Add, in the following order:
20 µL of 5 mg/mL salmon sperm ssDNA
Note: high quality ssDNA is critical - don't overuse your ssDNA
DNA
For linear DNA: add 65 uL of overnight, heat-inactivated digest. You want upwards of 5 ug, and I have had success with 12 ug, but I do not know if there is an upper cap.
For plasmid DNA: around 1 ug of plasmid is sufficient.
If you are cotransforming with linear dsDNA (e.g., as a repair fragment for Cas9) generated from PCR, there is no need to PCR cleanup the fragment. Add the entirety of the PCR reaction alongside the plasmid DNA.
Mix gently by flicking the tube
600 µL of "PEG mix" (see materials for recipe)
The PEG mixture must be made the day of with freshly sterilized PEG (do not autoclave, filter sterilize it)
Mix gently by pipetting until homogeneous
Incubation and outgrowth
Incubation and outgrowth
1h 10m
Incubate at 30 °C for 00:45:00 with rotation
This can be allowed up to 3 hrs if necessary
45m
Incubate at 42 °C for 00:20:00
This must be stuck to as close as possible
20m
Centrifuge at 700 x g, 00:05:00
5m
Resuspend in 1 mL sterile water
Can also resuspend in less if low efficiency expected
Note : be certain of the sterility of your water!!! I suggest autoclaving fresh MilliQ water the morning of the transformation and stick it in the cold room
Plate unto appropriate selection plates
Note
If selection is antibiotic, cells should be resuspended in 600ul of YPD and rotated at 30ºC for at least 5 hours but can be left overnight if necessary. Alternatively, transformations can be plated onto YPD plates and replica-plated the next day onto appropriate antibiotic containing plates.
Auxotrophic selection is OK to plate as is.
Ensure that your plating method will keep everything sterile: use L spreaders or sterile glass beads.

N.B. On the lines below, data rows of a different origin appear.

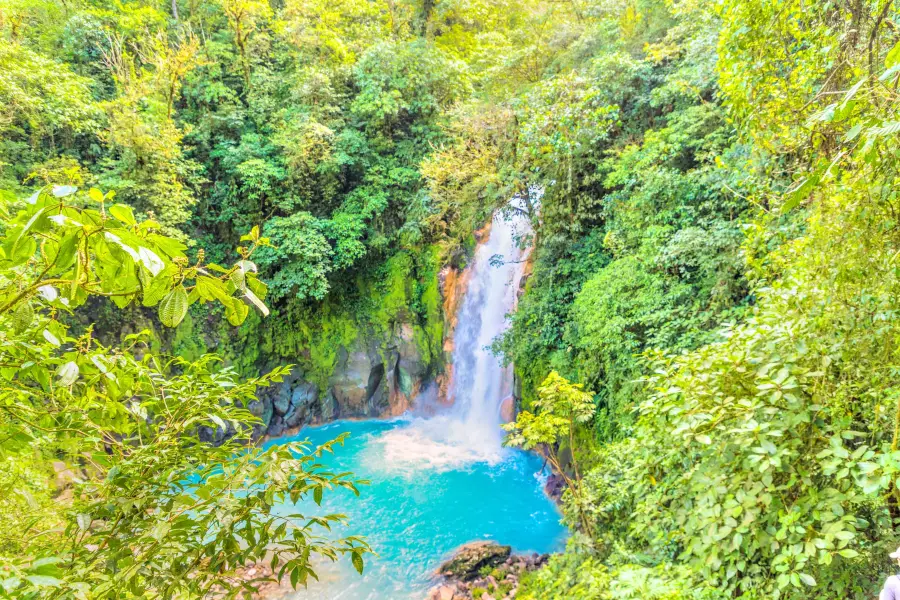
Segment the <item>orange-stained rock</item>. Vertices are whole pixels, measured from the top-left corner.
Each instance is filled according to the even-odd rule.
[[[504,423],[512,423],[516,420],[516,399],[507,396],[500,403],[500,420]]]

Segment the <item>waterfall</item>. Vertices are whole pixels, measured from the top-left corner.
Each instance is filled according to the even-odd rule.
[[[453,335],[452,406],[431,417],[413,418],[379,440],[377,460],[410,474],[466,463],[503,459],[500,407],[512,395],[512,369],[503,367],[491,343],[507,328],[516,304],[527,250],[520,248],[528,222],[519,215],[494,215],[487,241],[468,267],[468,284]]]
[[[488,240],[475,252],[453,334],[453,415],[470,436],[497,444],[500,405],[513,391],[512,367],[503,367],[489,346],[516,305],[526,258],[517,238],[526,227],[521,217],[494,217]]]

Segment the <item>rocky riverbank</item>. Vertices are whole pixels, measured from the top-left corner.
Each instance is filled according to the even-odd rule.
[[[509,546],[472,542],[461,546],[438,569],[441,582],[426,600],[501,600],[515,598],[519,579],[540,568],[546,554],[512,554]]]

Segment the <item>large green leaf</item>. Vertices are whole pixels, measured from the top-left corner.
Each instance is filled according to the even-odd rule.
[[[187,310],[187,290],[183,285],[179,285],[159,303],[159,320],[166,327],[175,327],[184,319]]]

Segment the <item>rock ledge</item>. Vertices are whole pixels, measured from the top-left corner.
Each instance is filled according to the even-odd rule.
[[[540,568],[547,555],[514,555],[509,546],[472,542],[461,546],[441,565],[441,583],[426,600],[500,600],[515,598],[519,577]]]
[[[511,552],[509,546],[495,542],[471,542],[460,546],[438,572],[444,577],[471,581],[478,577],[480,570],[491,569],[505,561]]]

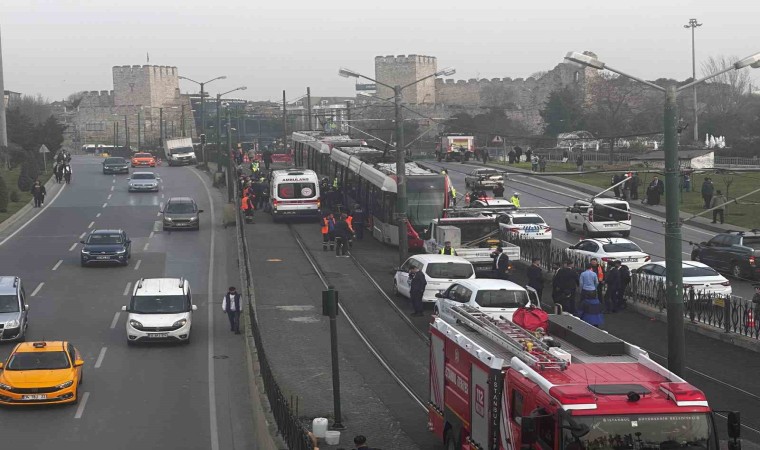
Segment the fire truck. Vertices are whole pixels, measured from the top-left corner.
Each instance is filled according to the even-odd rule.
[[[429,427],[447,450],[720,448],[705,394],[641,348],[569,314],[529,332],[451,309],[456,323],[430,324]]]
[[[436,159],[446,161],[469,161],[475,157],[475,137],[463,134],[445,134],[436,145]]]

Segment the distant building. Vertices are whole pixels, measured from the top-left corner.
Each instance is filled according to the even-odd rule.
[[[655,169],[665,168],[665,152],[647,152],[631,158],[632,164],[646,164]],[[678,166],[681,169],[712,169],[715,167],[715,152],[712,150],[680,150]]]
[[[293,131],[322,130],[349,133],[348,115],[356,104],[354,97],[311,97],[311,116],[306,97],[288,103],[288,128]],[[311,128],[309,127],[311,119]],[[338,130],[337,128],[340,127]]]
[[[21,101],[21,93],[13,91],[3,91],[3,104],[6,108],[13,108],[14,104]]]

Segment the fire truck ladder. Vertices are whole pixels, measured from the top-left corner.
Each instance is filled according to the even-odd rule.
[[[452,306],[451,312],[459,322],[503,346],[533,368],[567,368],[567,361],[551,354],[549,347],[533,333],[509,320],[496,320],[467,305]]]

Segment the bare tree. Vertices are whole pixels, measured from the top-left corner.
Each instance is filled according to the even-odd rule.
[[[739,58],[711,56],[702,63],[702,74],[708,76],[732,66]],[[733,114],[746,106],[751,79],[747,70],[729,70],[710,80],[703,88],[700,100],[711,114]]]

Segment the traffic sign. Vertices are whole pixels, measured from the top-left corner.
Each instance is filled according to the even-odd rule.
[[[42,144],[42,147],[40,147],[40,153],[50,153],[50,150],[48,150],[47,147],[45,147],[45,144]]]
[[[504,142],[504,139],[502,139],[501,136],[496,136],[493,138],[491,142],[493,142],[494,144],[501,144],[502,142]]]

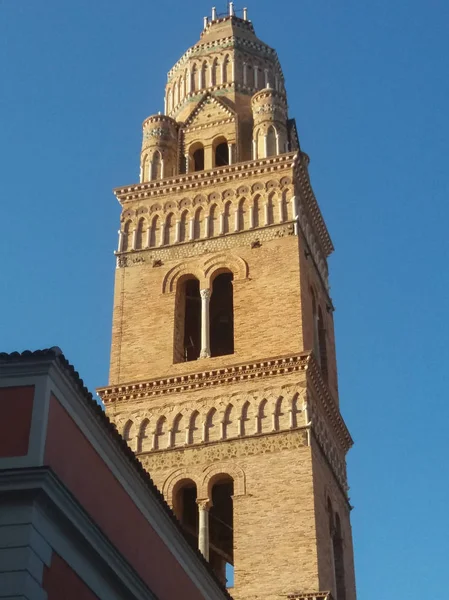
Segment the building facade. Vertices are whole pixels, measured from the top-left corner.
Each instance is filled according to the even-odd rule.
[[[275,50],[205,18],[122,206],[107,414],[236,599],[355,600],[333,250]],[[231,582],[228,582],[230,585]]]

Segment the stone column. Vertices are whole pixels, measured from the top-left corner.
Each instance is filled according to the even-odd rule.
[[[205,238],[209,237],[209,219],[210,219],[209,215],[206,215],[204,217],[204,233],[203,233],[203,237],[205,237]]]
[[[220,215],[220,235],[224,234],[224,214]]]
[[[148,164],[148,181],[152,181],[153,180],[153,161],[150,160],[149,164]]]
[[[298,204],[296,202],[296,196],[293,196],[293,198],[291,199],[291,203],[292,203],[292,216],[293,216],[293,220],[295,222],[295,235],[298,235]]]
[[[151,223],[148,223],[148,229],[147,229],[147,248],[150,247],[151,244]]]
[[[249,226],[254,227],[254,206],[249,207]]]
[[[240,217],[240,208],[237,206],[234,214],[234,231],[239,230],[239,217]]]
[[[265,204],[265,225],[269,224],[269,220],[270,220],[270,205],[268,204],[268,200]]]
[[[198,550],[209,560],[209,500],[197,500],[198,504]]]
[[[192,217],[190,219],[190,224],[189,224],[189,240],[193,240],[195,236],[195,217]]]
[[[259,87],[259,67],[254,67],[254,87],[257,88]]]
[[[228,144],[228,157],[229,157],[229,164],[232,165],[232,144]]]
[[[248,66],[246,64],[246,62],[243,63],[243,85],[246,85],[248,82],[248,72],[247,72]]]
[[[283,223],[284,221],[284,203],[282,198],[279,198],[279,223]]]
[[[123,231],[121,229],[118,230],[118,251],[123,251]]]
[[[133,245],[132,245],[133,250],[136,249],[136,244],[137,244],[137,227],[135,227],[133,230]]]
[[[210,290],[200,290],[201,295],[201,353],[200,358],[210,357],[209,304]]]
[[[268,81],[268,69],[265,69],[265,87],[266,88],[268,87],[268,84],[269,84],[269,81]]]
[[[188,155],[188,154],[186,154],[186,155],[184,156],[184,159],[185,159],[185,161],[186,161],[186,173],[188,173],[188,172],[189,172],[189,155]]]
[[[161,179],[165,177],[164,159],[161,158]]]
[[[176,219],[176,233],[175,233],[175,242],[179,242],[179,238],[181,237],[181,221]]]
[[[268,158],[268,135],[263,136],[264,158]]]

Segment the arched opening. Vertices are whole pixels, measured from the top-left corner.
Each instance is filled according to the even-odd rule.
[[[197,489],[191,479],[183,479],[173,490],[173,511],[184,529],[189,544],[198,548]]]
[[[345,563],[343,553],[343,537],[341,522],[338,513],[335,513],[335,529],[333,535],[335,585],[337,587],[337,600],[346,600]]]
[[[233,275],[217,275],[212,284],[210,299],[211,356],[234,353],[234,294]]]
[[[237,419],[235,418],[235,409],[232,404],[226,407],[223,415],[223,439],[237,437]]]
[[[214,60],[212,62],[212,66],[211,66],[211,72],[210,72],[211,87],[217,85],[217,83],[218,83],[217,73],[218,73],[218,60],[216,58],[214,58]]]
[[[200,282],[193,277],[179,285],[176,324],[177,346],[181,345],[176,362],[196,360],[201,352],[201,296]],[[182,340],[182,341],[181,341]]]
[[[310,295],[312,296],[312,348],[313,348],[313,353],[315,354],[315,359],[318,361],[318,363],[320,362],[320,357],[321,357],[321,353],[320,353],[320,342],[319,342],[319,335],[318,335],[318,312],[317,312],[317,306],[316,306],[316,297],[315,297],[315,292],[313,291],[312,288],[310,288]]]
[[[234,515],[232,496],[234,481],[219,475],[212,485],[212,507],[209,512],[209,562],[218,578],[226,585],[227,572],[234,565]]]
[[[156,150],[153,154],[153,160],[151,161],[151,180],[160,179],[162,177],[162,156],[159,150]]]
[[[254,69],[252,65],[246,65],[246,86],[254,88]]]
[[[251,435],[252,433],[254,433],[254,415],[251,404],[246,401],[240,417],[240,435]]]
[[[204,146],[200,143],[190,148],[190,162],[192,171],[204,171]]]
[[[201,65],[201,89],[207,87],[207,62]]]
[[[222,68],[222,73],[221,73],[222,82],[229,83],[231,81],[229,54],[226,54],[224,61],[221,65],[221,68]]]
[[[253,227],[260,225],[260,196],[255,196],[253,200]]]
[[[151,437],[148,435],[149,419],[144,419],[140,425],[137,438],[137,452],[151,450]]]
[[[215,147],[215,166],[216,167],[225,167],[229,165],[229,146],[228,142],[225,138],[219,138],[214,143]]]
[[[290,428],[290,415],[284,398],[278,398],[274,408],[274,429],[280,431]]]
[[[318,309],[318,345],[319,345],[319,361],[321,364],[321,374],[323,379],[327,381],[328,370],[327,370],[327,344],[326,344],[326,328],[324,325],[323,313],[321,306]]]
[[[276,156],[276,129],[271,125],[267,131],[267,158],[269,156]]]
[[[240,200],[238,210],[238,230],[249,229],[248,202],[245,198]]]

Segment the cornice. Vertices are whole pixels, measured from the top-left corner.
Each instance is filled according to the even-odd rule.
[[[196,371],[164,379],[150,379],[137,383],[108,386],[97,389],[104,404],[140,400],[165,394],[185,393],[202,388],[263,379],[305,371],[309,353],[281,356],[259,362],[244,362],[219,369]]]
[[[296,153],[289,152],[262,160],[251,160],[225,167],[216,167],[207,171],[196,171],[156,181],[135,183],[115,188],[114,194],[120,204],[124,205],[134,200],[163,196],[184,190],[190,191],[207,185],[228,183],[244,177],[289,169],[293,167],[296,156]]]

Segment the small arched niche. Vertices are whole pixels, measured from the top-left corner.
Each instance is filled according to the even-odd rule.
[[[179,481],[173,489],[173,511],[195,550],[198,548],[198,505],[196,484],[191,479]]]
[[[213,279],[210,299],[211,356],[234,353],[233,279],[230,271],[220,271]]]

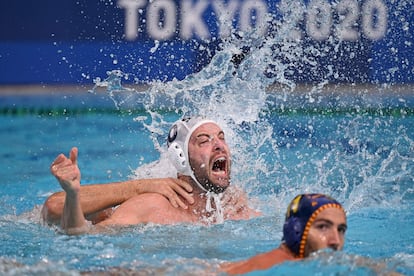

Note: do not plate the entire volume of cells unto a plate. High plating density decreases growth and may also obscure selection if using minimal plates. Instead, I recommend pouring 3 plates for each transformation and plating 3:2:1 and saving some resuspension in the cold room just in case. This is especially important when selecting with auxotrophy, in which case 1/10-20th of the total resuspension buffer is typically enough to yield some transformants. You will not see any transformants if you plate all your cells in one plate, even if it worked.
Expected result
CEN/ARS plasmid colonies can be expected in 2-3 days, genomic integrations take between 3-5. p1 integrations can take 4-7 days to appear.